Addressing the stakeholders at the forum titled, “The validation of PANAF Research for Nigeria”, the country’s coordinator, Mr Fidelis Duker explained that PANAF was established in 2021 in response to the need of an active and inclusive regional voice in the creative sector that could raise awareness of incidents of artistic freedom violations and collaborate with artistic rights advocates in regional and national advocacy efforts.

Duker cited instances of artistes’ rights being violated in the past, such as when playwright and former minister, Rasheed Gbadamosi was arrested and thrown into prison during the military regime of General Yakubu Gowon for his play, “Trees Grow in the Desert” as well as Fela who was jailed for his protestant songs. He maintained that artistes have the undeniable rights to express themselves, which is why the advocacy group was established.

Speaking further, Duker said the essence of the meeting was to intimate the stakeholders of a report the group carried out recently on how best to project the rights of the creative people.

 “We commissioned three university dons including, Dr Charles Okwuowulu of the Alex Ekwueme University, Abalkiliki; Dr. Aliu Abdallah ( Bayero University) and Dr. Tunde Olaifa of the University of Lagos, to carry out a research on what kind of law do they want to see, what kind of society do they want to see: what do they expect going forward.

“It was an extensive research carried out by these university dons. The cross-checked our laws to see if artists’ rights are protected and at the end of the research, they came out with a position that apart from the freedom of expression which is enshrined in our constitution, there’s need for the enactment of creative law that will guarantee artistic freedom of expression,” Duker explained.

This, he said, will enable creative ideas to be communicated not partly or partially but fully in order to actualize the true purpose of artistic works.

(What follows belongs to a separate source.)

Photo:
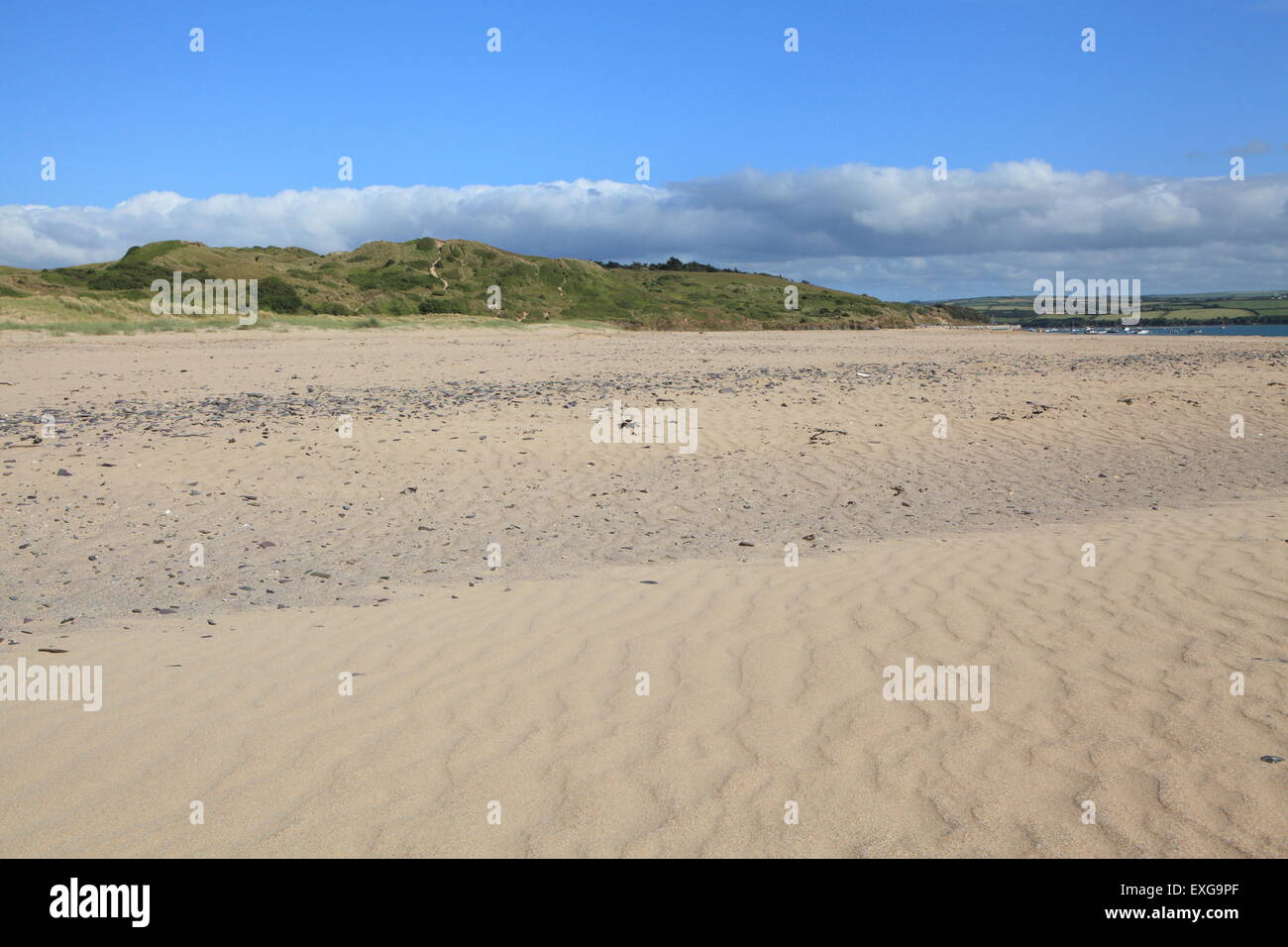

Meanwhile, the document proposes the enactment of a “creative expression licence law” which it says “if upheld by the Nigerian government will give the creative artistes in Nigeria the liberty of expression and mitigate against brutalization and humiliation by some government leaders in the Nigerian society.”

Notable Nollywood practitioners present at the event were, Charles Inojie, Kepyy Ekpenyong, Edet Bassey-Inyang and Bond Emeruwa.